In April Zelensky announced a competition for two vacant jobs at the Constitutional Court to replace Tupytsky and Kasminin. This will create a legal collision because two jobs will be de facto occupied by four different people simultaneously, according to DEJURE.

Security guards have refused to let Tupytsky and Kasminin into the Constitutional Court building, citing Zelensky’s decrees. The court is effectively chaired by Tupytsky’s deputy Serhiy Holovaty, who is seen as more loyal to Zelensky.

Tupytsky and Holovaty have been involved in a battle over power at the court, issuing decrees that canceled each other’s actions.

Obstruction of justice

In December, prosecutors charged Tupytsky with unlawfully influencing and bribing a witness to induce false testimony. He denies the accusations.

Since then, Tupytsky has ignored summonses to attend bail hearings five times.

The Prosecutor General’s Office said in May that it had sent the obstruction of justice case against Tupytsky to trial.

The charges against Tupytsky are part of a criminal case into the unlawful seizure of businessman Vladyslav Dreger’s Zuivsky Energy and Mechanical Plant in the city of Zugres in Donetsk Oblast in 2006-2010. At the time, Tupytsky was a judge in a district court in Donetsk.

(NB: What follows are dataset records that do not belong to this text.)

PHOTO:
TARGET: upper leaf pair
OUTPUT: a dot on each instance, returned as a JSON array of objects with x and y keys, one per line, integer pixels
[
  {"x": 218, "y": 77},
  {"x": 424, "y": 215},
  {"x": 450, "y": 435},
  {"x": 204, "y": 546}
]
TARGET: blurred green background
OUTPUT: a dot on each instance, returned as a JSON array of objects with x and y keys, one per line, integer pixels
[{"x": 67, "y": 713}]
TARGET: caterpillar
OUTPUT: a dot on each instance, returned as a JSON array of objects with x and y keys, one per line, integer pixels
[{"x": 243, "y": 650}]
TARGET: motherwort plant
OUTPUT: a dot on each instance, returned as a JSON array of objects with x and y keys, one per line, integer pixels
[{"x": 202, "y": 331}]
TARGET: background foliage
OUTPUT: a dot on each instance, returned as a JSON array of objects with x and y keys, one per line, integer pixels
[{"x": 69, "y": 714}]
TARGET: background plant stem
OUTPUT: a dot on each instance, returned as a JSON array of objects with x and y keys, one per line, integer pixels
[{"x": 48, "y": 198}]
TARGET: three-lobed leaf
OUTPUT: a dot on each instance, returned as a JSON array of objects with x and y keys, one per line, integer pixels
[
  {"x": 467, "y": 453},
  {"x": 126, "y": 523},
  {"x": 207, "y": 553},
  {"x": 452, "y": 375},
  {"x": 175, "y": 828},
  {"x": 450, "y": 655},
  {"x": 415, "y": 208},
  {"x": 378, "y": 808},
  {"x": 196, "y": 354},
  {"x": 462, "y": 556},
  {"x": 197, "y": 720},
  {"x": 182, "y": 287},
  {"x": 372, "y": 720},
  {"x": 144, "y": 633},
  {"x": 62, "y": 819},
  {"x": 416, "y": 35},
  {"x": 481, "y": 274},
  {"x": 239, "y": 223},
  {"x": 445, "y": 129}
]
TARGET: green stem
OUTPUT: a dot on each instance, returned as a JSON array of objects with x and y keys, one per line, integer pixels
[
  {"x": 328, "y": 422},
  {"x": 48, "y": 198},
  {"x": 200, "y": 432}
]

In December Radio Free Europe/Radio Liberty’s investigative program Schemes published audio recordings in which Tupytsky tries to dissuade Dreger from testifying against another controversial judge, Viktor Tatkov.

Other scandals  

Tupytsky has faced harsh public criticism since October, when the Constitutional Court issued a ruling that effectively destroyed Ukraine’s entire asset declaration system for state officials, eliminating a crucial pillar of the country’s anti-corruption infrastructure. Like several other judges, he voted for the decision despite having a conflict of interest, according to the National Agency for Preventing Corruption.

Tupytsky also acquired land in Russian-annexed Crimea in 2018 and did not show this in his asset declaration, according to an Oct. 28 report by Schemes. The State Investigation Bureau is currently investigating this information.

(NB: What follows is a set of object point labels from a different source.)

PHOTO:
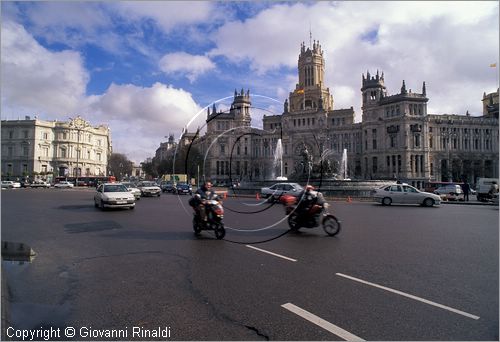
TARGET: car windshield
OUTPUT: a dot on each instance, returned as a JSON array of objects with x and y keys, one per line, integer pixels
[{"x": 115, "y": 188}]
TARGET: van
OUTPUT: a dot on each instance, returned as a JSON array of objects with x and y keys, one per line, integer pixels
[{"x": 483, "y": 187}]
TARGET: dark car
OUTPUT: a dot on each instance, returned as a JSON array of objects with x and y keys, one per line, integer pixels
[
  {"x": 183, "y": 188},
  {"x": 167, "y": 187}
]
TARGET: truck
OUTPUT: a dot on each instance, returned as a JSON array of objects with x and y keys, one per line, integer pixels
[
  {"x": 175, "y": 178},
  {"x": 483, "y": 187}
]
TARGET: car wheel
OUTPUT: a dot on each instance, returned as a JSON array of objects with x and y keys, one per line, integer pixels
[
  {"x": 386, "y": 201},
  {"x": 428, "y": 202}
]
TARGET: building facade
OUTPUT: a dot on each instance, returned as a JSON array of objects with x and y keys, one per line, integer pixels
[
  {"x": 396, "y": 139},
  {"x": 44, "y": 149}
]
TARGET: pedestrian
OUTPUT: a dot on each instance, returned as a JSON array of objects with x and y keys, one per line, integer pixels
[
  {"x": 493, "y": 189},
  {"x": 466, "y": 190}
]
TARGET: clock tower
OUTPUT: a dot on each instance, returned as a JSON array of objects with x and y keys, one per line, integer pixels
[{"x": 310, "y": 93}]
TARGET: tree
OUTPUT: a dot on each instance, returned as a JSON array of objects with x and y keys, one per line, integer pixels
[{"x": 119, "y": 166}]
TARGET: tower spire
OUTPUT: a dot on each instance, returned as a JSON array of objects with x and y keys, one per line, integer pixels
[{"x": 310, "y": 36}]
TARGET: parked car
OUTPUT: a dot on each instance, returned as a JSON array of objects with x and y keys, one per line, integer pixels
[
  {"x": 449, "y": 189},
  {"x": 113, "y": 195},
  {"x": 404, "y": 194},
  {"x": 40, "y": 184},
  {"x": 279, "y": 189},
  {"x": 149, "y": 188},
  {"x": 167, "y": 186},
  {"x": 64, "y": 184},
  {"x": 10, "y": 184},
  {"x": 133, "y": 189},
  {"x": 483, "y": 188},
  {"x": 183, "y": 188}
]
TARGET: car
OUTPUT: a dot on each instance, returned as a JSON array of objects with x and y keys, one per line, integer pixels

Meanwhile, the Censor.net news site reported on Jan. 9 that Tupytsky was vacationing in Dubai at a luxury villa whose rent is worth Hr 300,000 ($10,700) per day. Tupytsky denied it, saying he was vacationing in the hotel near the villa. He said that the vacation cost him Hr 242,000 ($8,600).

Schemes has also uncovered repeated manipulation in the distribution of court cases at the Constitutional Court, which could also constitute a crime.